Als journalisten het deep web gebruiken om bronnen te vinden, te spreken, of informatie op te zoeken, zijn zij dan juridisch beschermd op een bepaalde manier?

“Een journalist houdt zich vooral bezig met informatiegaring en de publicatie en verspreiding daarvan. Dat is de kern van het beroep van journalisten, en dat valt midden in het grondrecht van de vrijheid van meningsuiting. Dat bevat juridisch gezien zowel het recht om dingen te publiceren, dus feiten, ideeën en opinies, maar ook het vergaren daarvan. Dus je staat in je recht als je ergens informatie wil gaan opvragen of opzoeken, of uit open bronnen vandaan wil halen. En of dat nou een mooie, gelikte website is of een of andere vage dienst ergens diep op internet, doet in principe niet terzake. Pas als je zou moeten gaan hacken of wachtwoorden gebruiken die je niet officieel hebt gekregen of andere rare trucs uit moet halen, dan wordt het spannend. Maar dat is voor mij niet anders dan dat je zegt: ik ga op de fiets zitten en heel diep ergens Flevoland in om iets te achterhalen, versus ik breek in in een kantoorpand.”

Wanneer ben je precies strafbaar bezig?

“Volgens de wet computercriminaliteit ben je dat als je opzettelijk en wederrechtelijk binnendringt in een website of dienst. En onder binnendringen wordt verstaan dat je willens en wetens ergens naar binnen gaat op een manier die niet de bedoeling is, terwijl je weet dat dat niet mag. Dat geldt als je met geavanceerd hacken een beveiliging weet te kraken, maar ook als je toevallig een wachtwoord raadt. In theorie kan het zelfs gelden voor de kersttoespraak die in 2012 is uitgelekt omdat iemand ontdekte dat in de URL van de toespraak het jaartal stond. Diegene heeft toen de URL handmatig aangepast en de toespraak gevonden. Dan sta je willens en wetens informatie op te vragen die niet officieel online staat. Je weet dat die video pas op 25 december online komt. Dus dan kom je al in de juridische gevarenzone. Het is een beetje vergelijkbaar met een bedrijventerrein opgaan waarvan je ziet dat er een gat in hek zit. Ja, je kunt door dat gat in het hek naar binnen, maar je weet dat dat niet de bedoeling is. Dat ze een poort hebben en dat je je bij de portier moet melden. Je zou kunnen zeggen dat dat erfvredebreuk is, of lokaalvredebreuk, en dat is dan vergelijkbaar met computervredebreuk.”

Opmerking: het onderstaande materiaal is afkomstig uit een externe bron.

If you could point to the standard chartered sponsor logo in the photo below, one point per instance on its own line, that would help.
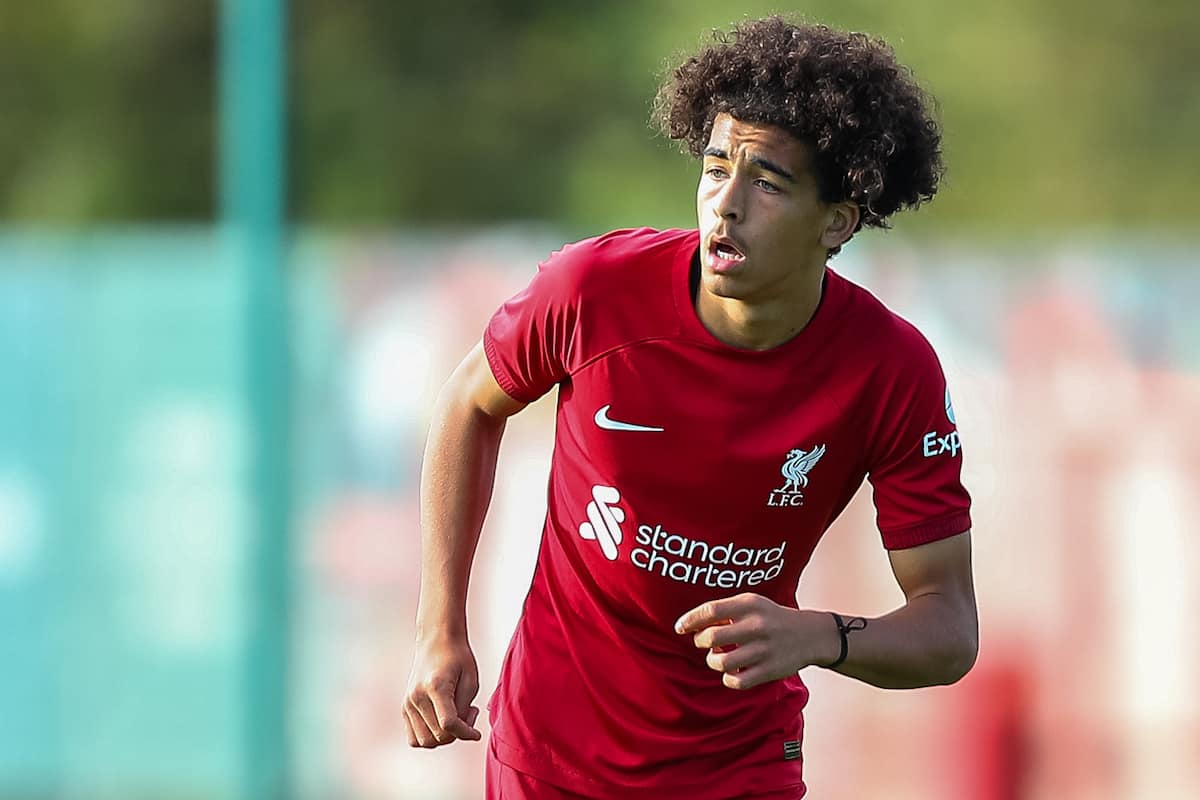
(675, 557)
(700, 563)
(604, 519)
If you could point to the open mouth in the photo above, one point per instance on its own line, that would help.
(725, 253)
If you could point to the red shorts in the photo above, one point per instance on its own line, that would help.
(507, 783)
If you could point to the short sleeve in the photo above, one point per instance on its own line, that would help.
(917, 459)
(529, 340)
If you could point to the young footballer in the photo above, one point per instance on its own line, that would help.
(723, 392)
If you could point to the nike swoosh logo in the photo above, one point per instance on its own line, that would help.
(615, 425)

Als je aan nieuwsgaring doet, kan dat een rechtvaardiging zijn voor het breken van de wet

Maar als je op dat bedrijventerrein bent omdat je weet dat je daar iets kan gaan zien wat nieuws is?

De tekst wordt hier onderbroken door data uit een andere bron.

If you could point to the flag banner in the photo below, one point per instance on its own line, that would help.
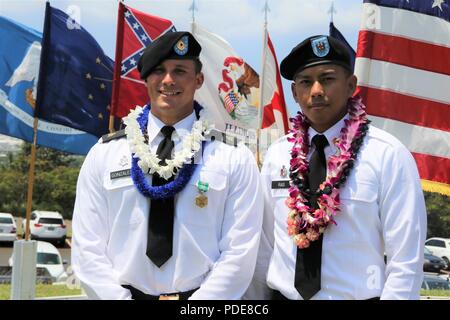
(230, 93)
(335, 33)
(75, 77)
(135, 31)
(274, 110)
(20, 51)
(403, 70)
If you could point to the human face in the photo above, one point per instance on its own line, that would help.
(322, 93)
(171, 87)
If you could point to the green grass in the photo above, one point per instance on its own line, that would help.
(435, 293)
(42, 290)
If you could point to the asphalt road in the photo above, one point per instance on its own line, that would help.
(6, 251)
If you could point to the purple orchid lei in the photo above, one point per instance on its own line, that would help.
(169, 189)
(305, 224)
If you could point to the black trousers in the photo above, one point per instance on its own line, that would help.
(139, 295)
(277, 295)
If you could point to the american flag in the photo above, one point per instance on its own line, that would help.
(403, 70)
(135, 31)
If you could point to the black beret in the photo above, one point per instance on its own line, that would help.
(171, 45)
(315, 51)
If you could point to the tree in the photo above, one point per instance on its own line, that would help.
(54, 186)
(438, 209)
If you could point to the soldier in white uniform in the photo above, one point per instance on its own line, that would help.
(149, 224)
(341, 196)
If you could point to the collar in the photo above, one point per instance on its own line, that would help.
(182, 127)
(330, 133)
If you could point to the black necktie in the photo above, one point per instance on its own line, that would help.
(309, 260)
(160, 221)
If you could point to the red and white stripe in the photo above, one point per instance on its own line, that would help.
(403, 70)
(274, 110)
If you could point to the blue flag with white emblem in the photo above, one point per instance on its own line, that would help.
(20, 51)
(75, 80)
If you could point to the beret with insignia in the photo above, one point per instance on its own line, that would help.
(315, 51)
(171, 45)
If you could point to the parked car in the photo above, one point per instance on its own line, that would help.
(48, 257)
(47, 225)
(440, 247)
(433, 282)
(8, 230)
(433, 263)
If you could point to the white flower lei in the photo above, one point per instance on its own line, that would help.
(149, 162)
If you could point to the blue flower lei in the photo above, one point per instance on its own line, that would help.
(167, 190)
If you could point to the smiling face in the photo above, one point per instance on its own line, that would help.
(171, 87)
(322, 93)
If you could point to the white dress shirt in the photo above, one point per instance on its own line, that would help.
(214, 247)
(382, 212)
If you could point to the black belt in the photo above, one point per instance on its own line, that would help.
(277, 295)
(139, 295)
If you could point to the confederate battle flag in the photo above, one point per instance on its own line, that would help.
(135, 31)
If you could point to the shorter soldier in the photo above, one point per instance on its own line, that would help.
(351, 193)
(148, 222)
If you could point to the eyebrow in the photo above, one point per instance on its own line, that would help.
(325, 73)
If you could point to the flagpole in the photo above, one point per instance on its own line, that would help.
(193, 8)
(261, 86)
(331, 11)
(116, 75)
(31, 179)
(39, 99)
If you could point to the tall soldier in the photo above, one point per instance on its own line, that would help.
(151, 224)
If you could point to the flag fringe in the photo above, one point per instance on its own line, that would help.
(436, 187)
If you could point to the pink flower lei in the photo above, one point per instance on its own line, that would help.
(305, 224)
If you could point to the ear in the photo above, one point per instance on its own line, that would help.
(351, 84)
(294, 93)
(199, 79)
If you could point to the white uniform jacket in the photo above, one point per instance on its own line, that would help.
(214, 247)
(382, 213)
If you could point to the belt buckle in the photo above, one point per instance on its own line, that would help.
(175, 296)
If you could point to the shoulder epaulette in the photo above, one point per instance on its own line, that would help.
(217, 135)
(114, 135)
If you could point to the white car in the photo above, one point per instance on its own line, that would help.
(7, 227)
(439, 247)
(47, 225)
(48, 257)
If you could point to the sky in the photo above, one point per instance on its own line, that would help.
(240, 22)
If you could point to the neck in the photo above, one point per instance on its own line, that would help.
(168, 118)
(322, 127)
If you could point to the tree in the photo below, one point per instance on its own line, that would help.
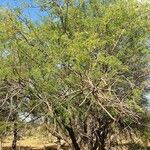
(84, 68)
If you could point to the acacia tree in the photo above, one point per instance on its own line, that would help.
(84, 68)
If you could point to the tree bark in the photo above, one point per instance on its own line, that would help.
(73, 138)
(15, 135)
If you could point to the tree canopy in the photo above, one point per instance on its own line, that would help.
(84, 68)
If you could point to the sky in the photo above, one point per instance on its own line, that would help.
(33, 12)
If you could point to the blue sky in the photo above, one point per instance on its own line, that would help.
(33, 12)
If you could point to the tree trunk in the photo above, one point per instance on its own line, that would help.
(72, 136)
(15, 135)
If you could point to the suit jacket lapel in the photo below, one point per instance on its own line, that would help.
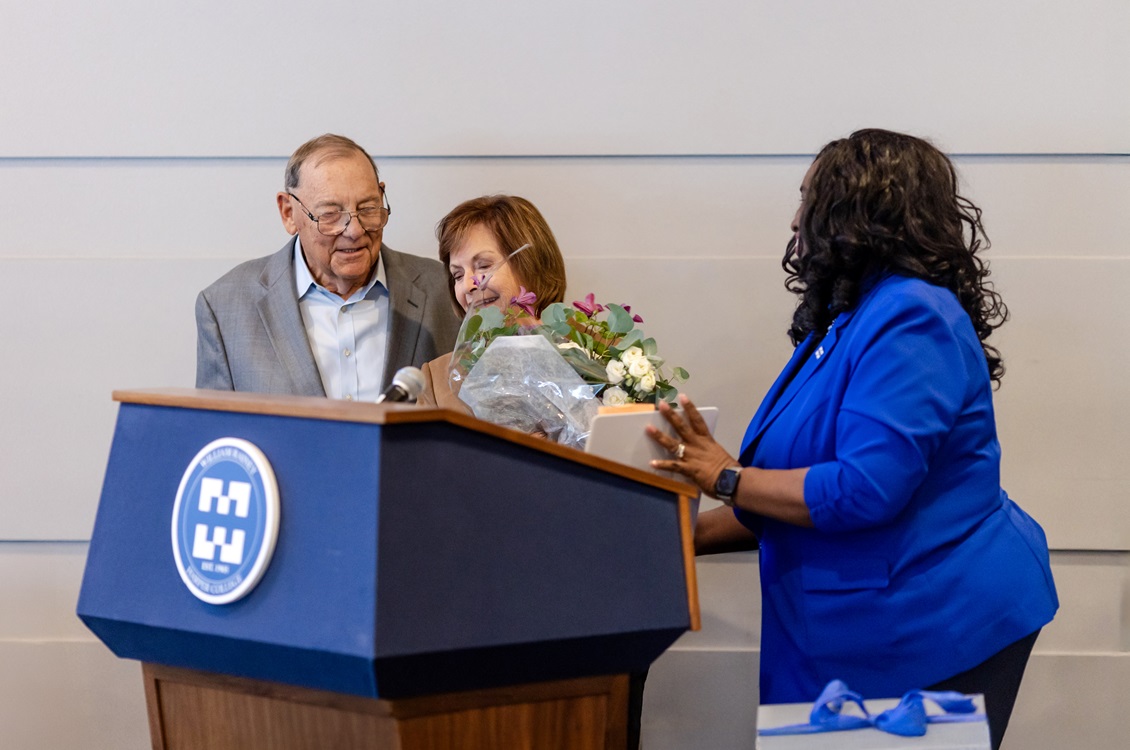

“Als je aan nieuwsgaring doet, kan dat een rechtvaardiging zijn – onder uitzonderlijke omstandigheden – voor het breken van de wet. Het is niet zo dat het hebben van een NVJ-perskaart Deze perskaart wordt uitgegeven door de Nederlandse Vereniging van Journalisten (NVJ). je de bevoegdheid geeft om alle mogelijke misdrijven te plegen. Waar het om gaat is dat het journalistiek gezien noodzakelijk was om dat misdrijf te plegen omdat je anders niet aan de informatie kon komen. Dat is één. Twee: dat het maatschappelijk belang bij het verkrijgen van de informatie groter is dan het belang van de partij wiens rechten je schendt. Ten derde, dat je geen schade aanricht en maximaal rekening houdt met de belangen van omstanders – mensen die toevallig in beeld komen. Stel, je wil aantonen dat een ziekenhuis z’n beveiliging niet op orde heeft. Dat is maatschappelijk van belang en het gaat om patiëntgegevens, dus zou je kunnen zeggen: ik hack dat systeem om het te laten zien. Maar het zou dan te ver gaan om ook de patiëntendossiers in de krant te zetten. Dan raak je omstanders. Maar je moet wel aantonen dat je in kunt breken. Want als je alleen maar zegt: ‘ik kan inbreken’, weet je meteen dat de persvoorlichter zegt: ‘nietes, dat heb je verzonnen.’ Dus je moet bewijs verzamelen en dan is de vraag: hoe makkelijk is het om dit te doen? Hoeveel schade heb je aangericht bij het inbreken? Je kunt soms een wachtwoord raden, dat zal geen schade aanrichten, en je kunt met 10.000 man het hele systeem onklaar maken – zeg maar het digitaal opblazen van een systeem. Dat gaat natuurlijk te ver. Dat zal journalistiek niet snel te verantwoorden zijn. Dat is een beetje hetzelfde alsof je zegt: ik ga proberen of de deur van een of ander bedrijvenpand op slot zit, of ik ga met een vrachtwagen door de voordeur. Van dat laatste geloof ik het graag dat het lukt, maar dat voelt journalistiek niet heel interessant.”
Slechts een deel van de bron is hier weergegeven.